Sulla crisi che ha investito questi primi strumenti della razionalità collettiva molto si è scritto e non è questa la sede per discuterne. Mi limito solo a rilevare che, andati in crisi i partiti, si assiste, da un lato, al riaffermarsi di pratiche neoliberiste (cui si accompagna il ripiegamento di ciascuno nello spazio ristretto del proprio privato arbitrio, separato dal resto della comunità e a questa sottomesso solo per tramite del denaro); dall’altro lato all’evocazione di fantastiche `comunità originarie’, fonti di identità certe e luogo di rapporti `autenticamente umani’, da additare a mo’ di terra promessa per i `naufraghi dello sviluppo’; il tutto mentre, da destra come da sinistra (compresa quella `antagonista’), si invita lo Stato a `fare un passo indietro’, retrocedendo al rango di semplice `guardiano notturno’ o, nella migliore delle ipotesi, di soggetto erogatore di prebende monetarie (siano esse finanziamenti pubblici alle scuole private o fantomatici redditi di cittadinanza), e si denuncia l’irrazionalità, addirittura `originaria’, di ogni pratica sociale precedente che intendesse farne il luogo di sperimentazione di un diverso modo di produrre e distribuire la ricchezza.
Che dire?
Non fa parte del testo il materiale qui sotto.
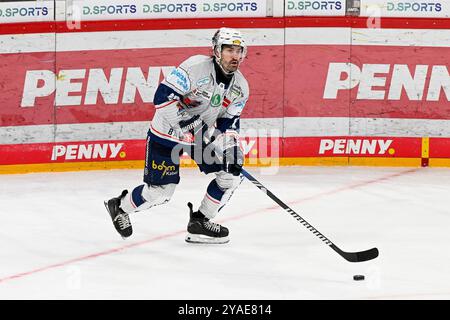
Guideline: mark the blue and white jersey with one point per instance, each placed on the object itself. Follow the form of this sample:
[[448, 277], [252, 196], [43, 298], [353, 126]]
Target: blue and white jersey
[[191, 97]]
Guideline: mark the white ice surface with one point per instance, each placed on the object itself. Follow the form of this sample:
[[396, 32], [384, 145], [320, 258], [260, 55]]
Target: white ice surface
[[58, 242]]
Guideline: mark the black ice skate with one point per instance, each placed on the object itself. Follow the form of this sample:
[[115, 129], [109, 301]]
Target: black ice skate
[[201, 230], [120, 218]]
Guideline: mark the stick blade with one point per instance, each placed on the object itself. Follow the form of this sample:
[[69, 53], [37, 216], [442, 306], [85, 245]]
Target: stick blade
[[362, 255], [357, 256]]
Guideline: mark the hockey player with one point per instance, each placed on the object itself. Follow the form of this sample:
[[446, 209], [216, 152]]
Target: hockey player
[[198, 107]]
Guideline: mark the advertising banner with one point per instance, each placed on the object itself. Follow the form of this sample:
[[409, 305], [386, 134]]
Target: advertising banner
[[316, 93], [158, 9], [314, 8], [26, 11], [405, 8]]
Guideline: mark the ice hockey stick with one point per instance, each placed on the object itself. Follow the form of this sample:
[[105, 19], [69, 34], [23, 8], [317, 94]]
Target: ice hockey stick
[[349, 256]]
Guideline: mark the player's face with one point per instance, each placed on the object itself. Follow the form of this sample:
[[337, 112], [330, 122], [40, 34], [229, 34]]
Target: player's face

Se quanto suggerito da Burgio avesse (come credo) fondamento, dovremmo riconoscere che non è la prima volta in cui la società si trova di fronte ad un’impasse del genere e vedere nella crisi null’altro che una conseguenza del pregresso sviluppo della prassi sociale (e dico `sviluppo’ pensando all’aumento della vita media, dell’istruzione, del tenore di vita ecc., che abbiamo conseguito nel secolo or ora concluso). E dovremmo adoperarci per capire in che modo sia possibile suscitare una `volontà collettiva’ capace di superare il carattere indiretto (ancorché transitoriamente necessario, come spiegava Marx) di quella prima forma di elaborazione dell’individuo sociale generale e consapevole che era stata conseguita trasponendo sullo Stato le forze produttive sociali. Provando di nuovo a costruire, come suggerisce Burgio, «mappe per definizioni provvisorie, utili all’orientamento pratico». Senza avere l’ambizione, di Kant e di Hegel, di «penetrare il senso e le riposte finalità del processo storico», ma senza nemmeno rinunciare al tentativo marxiano «di catturarne i fattori dinamici determinanti allo scopo di assumerne il controllo» (senza di che, ad esempio, parlare di riequilibrio planetario delle risorse, del lavoro e dei consumi è solo «un meschino pio desiderio»). Anche perché, se di fronte alle difficoltà in cui si è imbattuta la nostra razionalità collettiva si reagisce negando la «razionalità del reale», si rischia di riaprire la porta all’irrazionalismo, esattamente come accadde nei primi trent’anni del Novecento di fronte alla crisi della razionalità ottocentesca, con esiti che dovremmo veramente ricordare. Purtroppo, è quanto invece sta accadendo.
Ma allora, perché meravigliarsi del fatto che metà degli italiani `crede’ in Berlusconi se uomini colti e intellettualmente avvertiti credono nelle balle mitiche di Tönnies e Spengler, Céline e Jünger, Koestler e Heidegger?
1) Alberto Burgio, Strutture e catastrofi. Kant Hegel Marx, Roma, Editori Riuniti, 2000, pp. 295, lire 35.000.